On board the aircraft carrier USS Abraham Lincoln, with the entire crew assembled on deck, and visibly pleased with himself, President George W. Bush went straight to the point: “Mission accomplished.” It was May 1, 2003, and U.S. troops had occupied Baghdad, the great cave that had sheltered the world’s second most wanted man, Saddam Hussein (the first was still Osama bin Laden, and remained so for a long time). It had taken the invading army a month and a half from the night of March 19-20, 2003, when Bush had given the order to attack — without sufficient legal and regulatory backing from the U.N. — after a prolonged and unsavory manipulation of the facts to justify the invasion. Amid a rarefied political climate, several government leaders — among them the British Prime Minister, Tony Blair, and the Spanish President, Jose Maria Aznar — joined with Bush in deciding to unleash a war which seriously compromised the international legal order, led to deep divides in the European Union and fostered a dangerous alienation between East and West.

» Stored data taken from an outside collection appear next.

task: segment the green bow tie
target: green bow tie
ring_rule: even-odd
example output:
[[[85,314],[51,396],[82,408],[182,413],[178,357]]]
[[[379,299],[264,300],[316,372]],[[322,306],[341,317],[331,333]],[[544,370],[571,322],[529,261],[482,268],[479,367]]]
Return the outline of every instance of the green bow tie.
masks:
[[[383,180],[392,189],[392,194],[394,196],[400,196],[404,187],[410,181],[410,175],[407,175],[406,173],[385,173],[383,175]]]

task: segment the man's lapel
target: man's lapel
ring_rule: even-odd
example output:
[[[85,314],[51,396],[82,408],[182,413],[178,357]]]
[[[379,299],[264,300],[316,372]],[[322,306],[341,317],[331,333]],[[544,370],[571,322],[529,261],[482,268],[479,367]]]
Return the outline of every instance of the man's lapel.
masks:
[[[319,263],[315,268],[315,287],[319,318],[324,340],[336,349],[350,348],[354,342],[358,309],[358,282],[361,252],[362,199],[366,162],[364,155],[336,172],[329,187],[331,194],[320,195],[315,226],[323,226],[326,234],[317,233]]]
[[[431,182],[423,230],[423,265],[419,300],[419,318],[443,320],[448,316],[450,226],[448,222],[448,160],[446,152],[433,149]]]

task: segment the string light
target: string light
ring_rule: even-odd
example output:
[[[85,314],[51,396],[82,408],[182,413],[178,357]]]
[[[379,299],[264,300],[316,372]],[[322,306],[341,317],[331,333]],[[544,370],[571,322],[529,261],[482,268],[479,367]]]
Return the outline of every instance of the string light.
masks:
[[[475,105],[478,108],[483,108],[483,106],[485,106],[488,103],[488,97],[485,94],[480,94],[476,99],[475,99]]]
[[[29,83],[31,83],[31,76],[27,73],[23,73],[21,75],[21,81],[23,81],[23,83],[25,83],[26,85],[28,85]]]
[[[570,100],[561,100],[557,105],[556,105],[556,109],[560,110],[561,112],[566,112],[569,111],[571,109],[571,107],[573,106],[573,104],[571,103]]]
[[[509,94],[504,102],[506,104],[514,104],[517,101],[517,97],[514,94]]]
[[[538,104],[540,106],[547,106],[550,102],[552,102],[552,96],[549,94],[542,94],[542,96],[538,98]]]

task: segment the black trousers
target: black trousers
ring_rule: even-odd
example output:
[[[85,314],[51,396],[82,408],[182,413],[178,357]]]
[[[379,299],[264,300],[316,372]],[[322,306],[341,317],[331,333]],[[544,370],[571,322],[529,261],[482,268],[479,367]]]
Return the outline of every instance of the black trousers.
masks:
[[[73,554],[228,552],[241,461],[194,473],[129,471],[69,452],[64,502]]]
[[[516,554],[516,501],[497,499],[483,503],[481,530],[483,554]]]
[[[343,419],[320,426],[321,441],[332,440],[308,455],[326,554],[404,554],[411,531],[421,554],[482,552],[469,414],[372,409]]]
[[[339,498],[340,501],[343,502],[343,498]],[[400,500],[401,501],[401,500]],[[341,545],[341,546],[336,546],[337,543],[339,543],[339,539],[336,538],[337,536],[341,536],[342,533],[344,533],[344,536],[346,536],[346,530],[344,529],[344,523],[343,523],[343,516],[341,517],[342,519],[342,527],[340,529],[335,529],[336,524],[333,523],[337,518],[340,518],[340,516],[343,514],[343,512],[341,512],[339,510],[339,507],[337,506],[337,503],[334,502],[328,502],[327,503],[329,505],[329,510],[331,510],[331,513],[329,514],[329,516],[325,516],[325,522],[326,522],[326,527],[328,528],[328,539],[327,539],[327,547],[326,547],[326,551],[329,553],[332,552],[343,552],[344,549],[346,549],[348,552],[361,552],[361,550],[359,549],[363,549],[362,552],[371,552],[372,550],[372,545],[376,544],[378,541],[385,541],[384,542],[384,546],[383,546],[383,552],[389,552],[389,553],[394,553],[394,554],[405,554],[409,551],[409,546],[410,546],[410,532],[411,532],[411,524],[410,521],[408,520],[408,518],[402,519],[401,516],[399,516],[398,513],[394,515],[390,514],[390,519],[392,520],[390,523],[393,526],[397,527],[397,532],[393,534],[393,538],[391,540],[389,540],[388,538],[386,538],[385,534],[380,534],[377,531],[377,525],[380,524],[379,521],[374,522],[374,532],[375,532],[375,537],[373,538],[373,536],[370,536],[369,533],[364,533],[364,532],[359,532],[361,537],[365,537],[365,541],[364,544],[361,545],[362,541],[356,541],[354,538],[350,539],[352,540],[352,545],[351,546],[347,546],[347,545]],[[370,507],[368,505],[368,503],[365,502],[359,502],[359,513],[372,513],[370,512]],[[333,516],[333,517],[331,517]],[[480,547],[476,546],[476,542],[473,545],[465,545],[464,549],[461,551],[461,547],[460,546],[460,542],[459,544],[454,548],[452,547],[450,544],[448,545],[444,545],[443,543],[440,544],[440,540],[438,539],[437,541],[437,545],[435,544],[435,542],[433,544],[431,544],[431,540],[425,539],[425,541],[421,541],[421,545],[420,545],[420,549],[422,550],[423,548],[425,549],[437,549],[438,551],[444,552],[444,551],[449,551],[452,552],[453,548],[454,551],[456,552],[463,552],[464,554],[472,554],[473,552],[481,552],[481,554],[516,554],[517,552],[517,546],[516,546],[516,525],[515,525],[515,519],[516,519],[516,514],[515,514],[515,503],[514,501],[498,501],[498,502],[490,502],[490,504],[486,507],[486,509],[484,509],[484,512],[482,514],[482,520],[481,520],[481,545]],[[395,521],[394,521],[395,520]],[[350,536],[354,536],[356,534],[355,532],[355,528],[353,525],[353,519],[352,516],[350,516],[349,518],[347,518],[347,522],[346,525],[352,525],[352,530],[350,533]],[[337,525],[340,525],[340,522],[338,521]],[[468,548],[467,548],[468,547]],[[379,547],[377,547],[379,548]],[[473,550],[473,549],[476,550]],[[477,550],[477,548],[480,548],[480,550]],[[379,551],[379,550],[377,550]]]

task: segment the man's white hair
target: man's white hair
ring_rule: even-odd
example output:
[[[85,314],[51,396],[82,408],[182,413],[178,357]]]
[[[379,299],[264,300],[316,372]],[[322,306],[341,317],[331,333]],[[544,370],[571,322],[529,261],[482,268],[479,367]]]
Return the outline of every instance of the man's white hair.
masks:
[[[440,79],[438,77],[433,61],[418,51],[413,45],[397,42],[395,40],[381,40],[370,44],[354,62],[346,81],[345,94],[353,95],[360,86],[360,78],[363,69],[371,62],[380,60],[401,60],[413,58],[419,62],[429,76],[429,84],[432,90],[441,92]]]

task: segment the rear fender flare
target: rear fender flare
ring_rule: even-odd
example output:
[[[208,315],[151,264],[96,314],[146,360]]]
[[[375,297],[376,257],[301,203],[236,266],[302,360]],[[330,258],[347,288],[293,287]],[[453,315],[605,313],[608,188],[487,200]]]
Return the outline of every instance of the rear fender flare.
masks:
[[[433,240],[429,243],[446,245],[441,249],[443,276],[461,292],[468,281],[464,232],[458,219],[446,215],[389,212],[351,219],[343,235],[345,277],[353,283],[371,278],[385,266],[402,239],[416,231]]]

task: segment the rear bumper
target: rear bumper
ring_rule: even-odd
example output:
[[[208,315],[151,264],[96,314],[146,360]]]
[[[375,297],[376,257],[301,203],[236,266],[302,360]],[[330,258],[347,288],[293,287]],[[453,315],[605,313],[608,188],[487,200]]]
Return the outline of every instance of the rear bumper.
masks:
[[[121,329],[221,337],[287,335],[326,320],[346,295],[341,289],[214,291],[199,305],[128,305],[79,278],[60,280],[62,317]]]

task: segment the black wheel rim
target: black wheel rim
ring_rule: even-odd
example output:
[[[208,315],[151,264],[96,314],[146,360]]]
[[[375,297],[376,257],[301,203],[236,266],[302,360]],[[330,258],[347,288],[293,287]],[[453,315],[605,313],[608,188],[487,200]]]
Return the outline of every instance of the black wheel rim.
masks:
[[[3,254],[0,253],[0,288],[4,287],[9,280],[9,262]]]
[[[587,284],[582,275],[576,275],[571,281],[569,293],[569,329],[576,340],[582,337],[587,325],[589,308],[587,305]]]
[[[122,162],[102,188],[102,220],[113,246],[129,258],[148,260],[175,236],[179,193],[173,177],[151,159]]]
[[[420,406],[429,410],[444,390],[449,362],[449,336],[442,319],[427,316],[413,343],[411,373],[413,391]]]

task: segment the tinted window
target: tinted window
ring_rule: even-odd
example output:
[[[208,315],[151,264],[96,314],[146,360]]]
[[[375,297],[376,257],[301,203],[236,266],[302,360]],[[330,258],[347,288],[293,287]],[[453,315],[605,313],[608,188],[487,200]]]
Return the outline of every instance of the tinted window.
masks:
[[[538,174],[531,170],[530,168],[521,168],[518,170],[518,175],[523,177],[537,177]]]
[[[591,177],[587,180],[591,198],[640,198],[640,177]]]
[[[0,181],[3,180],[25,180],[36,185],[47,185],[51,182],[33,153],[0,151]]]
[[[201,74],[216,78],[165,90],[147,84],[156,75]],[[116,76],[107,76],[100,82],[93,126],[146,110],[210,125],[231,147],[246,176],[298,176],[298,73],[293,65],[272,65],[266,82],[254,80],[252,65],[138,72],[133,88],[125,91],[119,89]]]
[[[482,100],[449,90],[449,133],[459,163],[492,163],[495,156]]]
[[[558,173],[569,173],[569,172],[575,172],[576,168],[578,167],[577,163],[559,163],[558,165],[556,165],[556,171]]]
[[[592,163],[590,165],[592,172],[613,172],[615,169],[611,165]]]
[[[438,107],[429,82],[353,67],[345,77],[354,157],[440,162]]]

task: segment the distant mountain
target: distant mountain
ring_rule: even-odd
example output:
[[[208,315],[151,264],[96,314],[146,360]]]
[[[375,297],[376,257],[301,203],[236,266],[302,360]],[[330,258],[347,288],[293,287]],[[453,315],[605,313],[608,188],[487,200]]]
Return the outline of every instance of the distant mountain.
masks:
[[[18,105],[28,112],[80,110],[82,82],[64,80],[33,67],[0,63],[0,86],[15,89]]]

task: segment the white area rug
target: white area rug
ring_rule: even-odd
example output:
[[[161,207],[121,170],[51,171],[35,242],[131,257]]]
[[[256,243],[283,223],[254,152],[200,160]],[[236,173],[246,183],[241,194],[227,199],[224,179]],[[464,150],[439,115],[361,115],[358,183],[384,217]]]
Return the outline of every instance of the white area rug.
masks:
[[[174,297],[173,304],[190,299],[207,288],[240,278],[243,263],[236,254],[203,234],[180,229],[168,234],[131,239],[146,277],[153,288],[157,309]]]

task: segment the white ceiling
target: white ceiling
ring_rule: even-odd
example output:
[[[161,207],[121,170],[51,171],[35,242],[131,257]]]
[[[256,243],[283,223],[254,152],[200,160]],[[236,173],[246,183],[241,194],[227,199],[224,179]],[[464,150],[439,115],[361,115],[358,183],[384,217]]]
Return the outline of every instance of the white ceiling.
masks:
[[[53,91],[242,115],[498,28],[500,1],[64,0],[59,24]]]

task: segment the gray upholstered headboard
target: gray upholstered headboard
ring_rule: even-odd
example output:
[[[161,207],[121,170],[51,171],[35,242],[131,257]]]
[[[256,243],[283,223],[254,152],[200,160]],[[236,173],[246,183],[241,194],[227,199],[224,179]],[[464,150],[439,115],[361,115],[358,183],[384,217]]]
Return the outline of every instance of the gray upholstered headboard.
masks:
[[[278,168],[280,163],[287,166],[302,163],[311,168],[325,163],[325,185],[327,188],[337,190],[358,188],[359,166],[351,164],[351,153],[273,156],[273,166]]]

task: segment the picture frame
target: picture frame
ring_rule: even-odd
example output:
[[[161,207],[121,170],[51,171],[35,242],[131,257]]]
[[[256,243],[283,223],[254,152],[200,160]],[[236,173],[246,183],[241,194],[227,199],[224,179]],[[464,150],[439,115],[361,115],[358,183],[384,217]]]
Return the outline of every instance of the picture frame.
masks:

The social, legal and political consequences of that decision, for the most part negative, are still the subject of study and controversy. Naturally the world will struggle to recover from the damage inflicted by a U.S. government which, at that time, was still motivated by post-9/11 syndrome. If one thing has become clear, it is that fear, revenge and business perspectives are conducive neither to peace nor to negotiated, peaceful solutions to conflict situations.

It has taken eight years and a few months for the then-victorious troops to complete their withdrawal from Iraq in a retreat that has not been presented as such, but rather as if the object of the mission had in fact been accomplished, despite the absence of victory parades and solemn ceremonies to celebrate and mark the troops’ return. President Barack Obama, who gave the order to return home, has seen fit to state that his troops are leaving behind a “sovereign, self-reliant and democratic Iraq,” with a representative government elected by its people. He didn’t mention that Iraq has been left devastated and despoiled, with tens of thousands of fatalities and refugees. Almost simultaneously with Obama’s words — destined to go down in history, like those of Bush — the strained sectarian relations between the Shiite majority and the Sunni minority ostensibly deteriorated.

With both branches of Islam represented in a brand new parliament and a precarious unity government, Iraq’s Sunni Vice President Tariq al-Hashemi fled to Iraqi Kurdistan last week to avoid accusations of organizing terrorist operations against his own people. The Shiite Prime Minister, Nouri al-Maliki, issued an immediate warrant for his arrest. And all the while, terrorist bombs go off in the country’s marketplaces and nerve centers, causing numerous civil victims among a population mired in misery.

During the occupation, shameful human rights violations took place at Abu Ghraib Prison, and despot Saddam Hussein, unshaven and emaciated, was pulled from the spider hole where he had been hiding to be hung on live TV. The war is over, the chaos goes on.